そういって山ケ野は手を仰ぐ。その表情には呆れが見えた。

「はぁ?なんでだよ!おい!」

山ケ野の隣の生徒は声を荒げる。

「あー、わーったわーった。別に、なんも思ってねーってさ。」

「はぁ?意味わかんねぇ。」

「だから!どう(・・)()()思ってねーってさ。」

「じゃあ何で…」

大きくなっていた声はここにきて聞こえるか聞こえないかくらいまでに落ち込む。

「あーもういいよ。つか、朝礼始まるぜ?」

山ケ野も疲れたのか話を逸らした。

もう一方も、もう問いただしはしなかった。

 

山ケ野は昨日の数少ない会話で理解したのだろう。俺がどういう人間であるか。俺にとって、狭山 煉にとって周りがどういうものであるかということを。そしてそれ(・・)が山ケ野に、あんな声色で声をかけさせる原因であることを俺は知っていた。

 

知っていたのに、そうした。

 

袖を引く力が強い。嬉々とした表情が俺を見るのを知覚する。

 

 

 朝礼も終わり、周囲が1時限目の支度をする。

隣から生徒たちの会話が聞こえる。

「1時限目ってなんだっけ?」

「んー?確か―――。」

 

 

 

 魔法学――。世界中に存在するマナと呼ばれるエネルギーを、人間が扱える形に変換、物質に保管し、意識的にマナを充填、放出する為の学問である。魔法学と一口に言っても、その内容は多岐にわたる。代表的なものは、基礎変換魔法学、応用変換魔法学、物理魔法学、精神魔法学、変性魔法学などが挙げられる。

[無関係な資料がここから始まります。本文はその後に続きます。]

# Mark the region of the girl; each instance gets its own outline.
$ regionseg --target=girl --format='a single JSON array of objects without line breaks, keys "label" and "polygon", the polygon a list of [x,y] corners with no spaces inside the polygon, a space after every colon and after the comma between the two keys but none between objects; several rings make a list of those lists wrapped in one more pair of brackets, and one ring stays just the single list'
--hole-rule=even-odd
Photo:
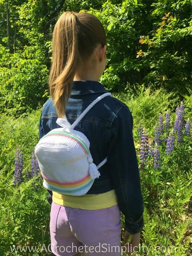
[{"label": "girl", "polygon": [[[51,98],[43,106],[40,138],[60,127],[58,117],[66,116],[72,124],[106,92],[98,81],[106,66],[106,50],[105,31],[96,17],[73,12],[61,15],[53,33]],[[144,225],[143,207],[132,126],[127,106],[107,96],[75,127],[89,140],[94,163],[106,156],[107,162],[84,196],[53,192],[50,232],[55,255],[121,255],[120,211],[125,217],[124,238],[132,236],[127,249],[136,251]]]}]

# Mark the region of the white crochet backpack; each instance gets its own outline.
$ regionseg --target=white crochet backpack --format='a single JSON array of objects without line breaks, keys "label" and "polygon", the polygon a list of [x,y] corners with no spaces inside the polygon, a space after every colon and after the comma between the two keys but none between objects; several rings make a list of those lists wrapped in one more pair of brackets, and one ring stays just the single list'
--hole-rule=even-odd
[{"label": "white crochet backpack", "polygon": [[93,163],[90,143],[82,133],[74,130],[87,112],[106,93],[98,97],[72,125],[66,117],[58,118],[57,123],[62,128],[54,129],[43,137],[35,148],[43,186],[51,191],[73,196],[83,196],[100,176],[98,169],[107,158],[97,166]]}]

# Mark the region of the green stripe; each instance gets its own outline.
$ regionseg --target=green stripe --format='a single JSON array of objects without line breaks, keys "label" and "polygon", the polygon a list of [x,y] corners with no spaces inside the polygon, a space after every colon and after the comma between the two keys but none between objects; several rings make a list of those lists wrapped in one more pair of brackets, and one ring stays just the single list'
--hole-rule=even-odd
[{"label": "green stripe", "polygon": [[73,135],[71,133],[69,133],[67,131],[50,131],[49,133],[47,133],[40,140],[40,141],[44,138],[45,138],[46,136],[48,136],[50,135],[66,135],[68,136],[69,137],[71,137],[74,139],[75,139],[77,140],[81,146],[84,148],[87,154],[89,154],[89,150],[88,148],[87,145],[85,144],[83,141],[77,135]]},{"label": "green stripe", "polygon": [[53,189],[54,190],[56,190],[57,192],[64,192],[64,193],[67,193],[69,194],[73,193],[74,192],[78,192],[81,191],[84,188],[86,188],[88,187],[91,184],[91,183],[93,183],[93,181],[94,181],[94,180],[91,180],[90,181],[88,182],[88,183],[87,183],[87,184],[86,184],[86,185],[84,185],[84,186],[83,186],[82,187],[80,187],[79,188],[76,188],[74,190],[63,190],[63,189],[58,189],[58,188],[56,188],[55,187],[53,187],[51,185],[50,185],[49,183],[48,183],[48,182],[46,181],[45,180],[43,181],[44,183],[45,183],[46,185],[47,185],[48,186],[47,186],[47,187],[46,188],[48,188],[48,189],[51,189],[50,190],[51,190],[51,189]]}]

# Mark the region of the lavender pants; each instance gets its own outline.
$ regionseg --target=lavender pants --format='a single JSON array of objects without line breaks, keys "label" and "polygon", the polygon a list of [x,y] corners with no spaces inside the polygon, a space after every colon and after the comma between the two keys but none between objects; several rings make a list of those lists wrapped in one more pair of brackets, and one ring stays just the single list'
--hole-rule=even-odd
[{"label": "lavender pants", "polygon": [[121,255],[121,221],[117,205],[84,210],[52,203],[51,249],[58,256]]}]

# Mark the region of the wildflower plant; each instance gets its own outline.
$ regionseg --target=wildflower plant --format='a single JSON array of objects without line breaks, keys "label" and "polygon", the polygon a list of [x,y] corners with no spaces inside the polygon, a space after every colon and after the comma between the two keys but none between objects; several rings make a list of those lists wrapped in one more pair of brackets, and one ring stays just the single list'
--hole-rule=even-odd
[{"label": "wildflower plant", "polygon": [[23,182],[23,157],[21,150],[15,152],[15,171],[13,183],[16,186],[19,186]]},{"label": "wildflower plant", "polygon": [[143,128],[142,130],[141,138],[141,146],[140,158],[141,168],[142,170],[146,165],[149,151],[149,138],[146,129]]}]

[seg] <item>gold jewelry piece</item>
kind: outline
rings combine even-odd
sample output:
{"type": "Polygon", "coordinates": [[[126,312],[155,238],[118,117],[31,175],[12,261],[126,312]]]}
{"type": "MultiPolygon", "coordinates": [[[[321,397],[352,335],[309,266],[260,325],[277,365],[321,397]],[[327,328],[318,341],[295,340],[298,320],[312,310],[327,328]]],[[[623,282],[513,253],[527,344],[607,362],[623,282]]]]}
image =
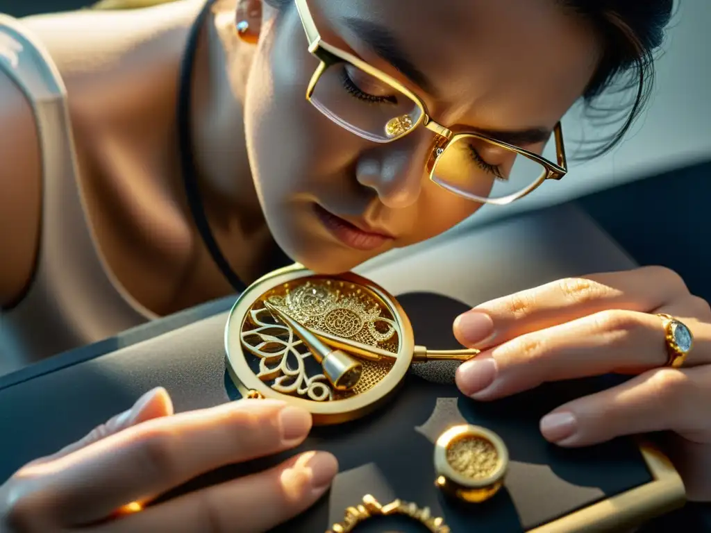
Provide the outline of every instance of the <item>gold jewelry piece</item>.
{"type": "Polygon", "coordinates": [[[319,276],[301,265],[247,288],[230,313],[225,344],[243,397],[287,400],[316,424],[375,409],[415,362],[479,353],[415,346],[407,316],[385,289],[352,273],[319,276]]]}
{"type": "Polygon", "coordinates": [[[435,485],[470,503],[488,500],[503,485],[508,451],[493,431],[478,426],[455,426],[434,446],[435,485]]]}
{"type": "Polygon", "coordinates": [[[419,522],[432,533],[450,533],[451,529],[444,524],[441,517],[434,517],[429,514],[429,508],[420,509],[414,503],[395,500],[387,505],[381,505],[370,494],[363,496],[363,503],[358,507],[346,510],[345,519],[334,524],[326,533],[351,533],[365,520],[377,517],[387,517],[400,515],[419,522]]]}
{"type": "Polygon", "coordinates": [[[685,323],[671,315],[658,313],[657,316],[662,319],[666,333],[667,352],[669,355],[666,366],[679,368],[694,346],[694,335],[685,323]]]}
{"type": "Polygon", "coordinates": [[[341,350],[333,350],[314,335],[308,328],[301,325],[285,310],[264,301],[272,316],[279,318],[301,339],[311,352],[311,356],[324,370],[328,382],[336,390],[351,390],[360,379],[363,365],[341,350]]]}
{"type": "Polygon", "coordinates": [[[125,505],[122,505],[117,509],[113,514],[114,518],[124,517],[127,515],[133,515],[143,510],[143,505],[139,502],[131,502],[125,505]]]}
{"type": "Polygon", "coordinates": [[[250,23],[247,21],[240,21],[237,23],[237,25],[235,27],[237,28],[237,33],[240,35],[242,35],[249,31],[250,23]]]}

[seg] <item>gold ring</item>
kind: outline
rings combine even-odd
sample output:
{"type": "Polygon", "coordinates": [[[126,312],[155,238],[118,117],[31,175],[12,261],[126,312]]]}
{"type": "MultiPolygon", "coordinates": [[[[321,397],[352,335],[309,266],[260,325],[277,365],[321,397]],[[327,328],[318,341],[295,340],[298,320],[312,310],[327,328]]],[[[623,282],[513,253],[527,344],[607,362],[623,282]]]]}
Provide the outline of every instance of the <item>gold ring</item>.
{"type": "Polygon", "coordinates": [[[493,497],[503,485],[508,451],[493,431],[478,426],[455,426],[434,446],[434,484],[445,493],[469,503],[493,497]]]}
{"type": "Polygon", "coordinates": [[[131,502],[130,503],[127,503],[125,505],[122,505],[120,507],[117,509],[114,512],[114,517],[118,518],[119,517],[126,516],[127,515],[133,515],[137,512],[140,512],[142,510],[142,504],[139,502],[131,502]]]}
{"type": "Polygon", "coordinates": [[[343,521],[334,524],[326,533],[351,533],[365,520],[393,515],[400,515],[419,522],[431,533],[451,533],[451,531],[444,524],[444,518],[434,517],[430,515],[429,507],[421,509],[414,503],[400,500],[382,505],[373,495],[367,494],[363,497],[362,504],[346,509],[343,521]]]}
{"type": "Polygon", "coordinates": [[[673,316],[664,313],[658,313],[657,316],[662,319],[664,331],[666,334],[667,352],[668,359],[666,366],[679,368],[686,360],[686,356],[694,345],[694,335],[684,323],[678,321],[673,316]]]}

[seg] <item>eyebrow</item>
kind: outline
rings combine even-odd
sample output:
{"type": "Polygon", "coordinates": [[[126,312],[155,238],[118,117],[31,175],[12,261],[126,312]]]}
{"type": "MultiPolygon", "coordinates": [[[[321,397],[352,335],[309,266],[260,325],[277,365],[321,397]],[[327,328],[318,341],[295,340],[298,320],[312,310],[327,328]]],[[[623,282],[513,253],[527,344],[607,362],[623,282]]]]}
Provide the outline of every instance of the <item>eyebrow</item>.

 基礎変換魔法学とは大気中のマナを人間が扱える状態にすることを目的とした学問であり、より簡易的にマナを変換する術を研究する学問である。対して応用変換魔法学とは、どれだけ効率的にマナを変換、充填するか。ということに重きを置いた学問である。この二つは一般に1次変換魔法学と称され、高度な専門性を有する。

 残る物理魔法学、精神魔法学、変性魔法学などは、物質に供給された人間が扱える状態のマナをどのような形で扱うかで別けられる。これら1次的に変換されたマナを再度変換し、発現させる事を2次変換技術と呼び、またそれらを学ぶ学問を総称して2次変換魔法学という。

 他にも人里離れて暮らしてきたような人達や世界各国にいる少数民族の中には、独自にマナの使用法を編み出して扱う人たちがいるらしい。

マナと呼ばれる不可視の存在が知覚され、扱われ始めた時期には諸説あり、定かではないが、世界各国に残る多くの遺跡にその痕跡(・・)を見ることができる。

 

 

 

「…マナは有限と言われており、必要以上に使用することははるか昔から避けるべきであると言われてきました。太古ではマナを変換することができるのはごく限られた一部の人で、それ以外の人達には変換方法は教えられませんでした。古代から中世頃までは、そういった限られた人達から変換されたマナを買い取り、使用していましたが、とても高価で多くの民衆の手には届くものではありませんでした。マナを変換することができた一部の人たちは自らを貴族と称し、絶大な権力を持ちました。しかし中世以降、そのままでは使用できないマナを人が扱える状態に変換する装置、魔動器(マナコイル)が開発されました。当時は技術的に未熟で、変換できる量はごく微量でしたが、マナを変換する技術は劇的に広がり、成長していきました。この急激な魔法学の成長を再生(ルネサンス)と言います。そして昨今では魔動器(マナコイル)を通してなら誰でも簡単にマナの供給ができるようになりました。」

一人の生徒が教科書を読み上げた。

「よろしい。座っていいぞ。」

教壇に立つ教師は生徒を座らせ、一息つくと語り始める。

「しかし安全に、且つ長期にわたって安定的に使用できる魔道器の製造は今の技術を持ってしても難しい。結局、企業がマナコイルを貸し出す形で各家庭にマナを供給しているわけだから、私たち民衆からしたら金をとられる相手が変わっただけかもしれないがなぁ。」

感慨深そうに、教師は嘯く。

教科書の話を補完するならば、貴族と平民の間にはマナを巡って大きな確執があった。貴族の中にはマナが生み出す力を元に平民を押さえつけ、苦しめ、搾取してきたものも少なくない。故に力関係に大きな差がありつつも、世界各地で幾度も平民による貴族の拉致、拉致未遂事件が起きているが、全てが徒労に終わっている。なぜなら貴族の全てがマナを変換できる訳ではなく、大抵はマナの変換方法を知った者の親族や、当時から政治、経済、軍事的に力を持っていた協力者であった。実際にマナの変換方法を知っていたのはその中のごく一部の人間だけで、またそういった人たちは秘匿的に扱われていたため、平民は勿論貴族でも誰が変換方法を知っているのかを知る者は少なかった為である。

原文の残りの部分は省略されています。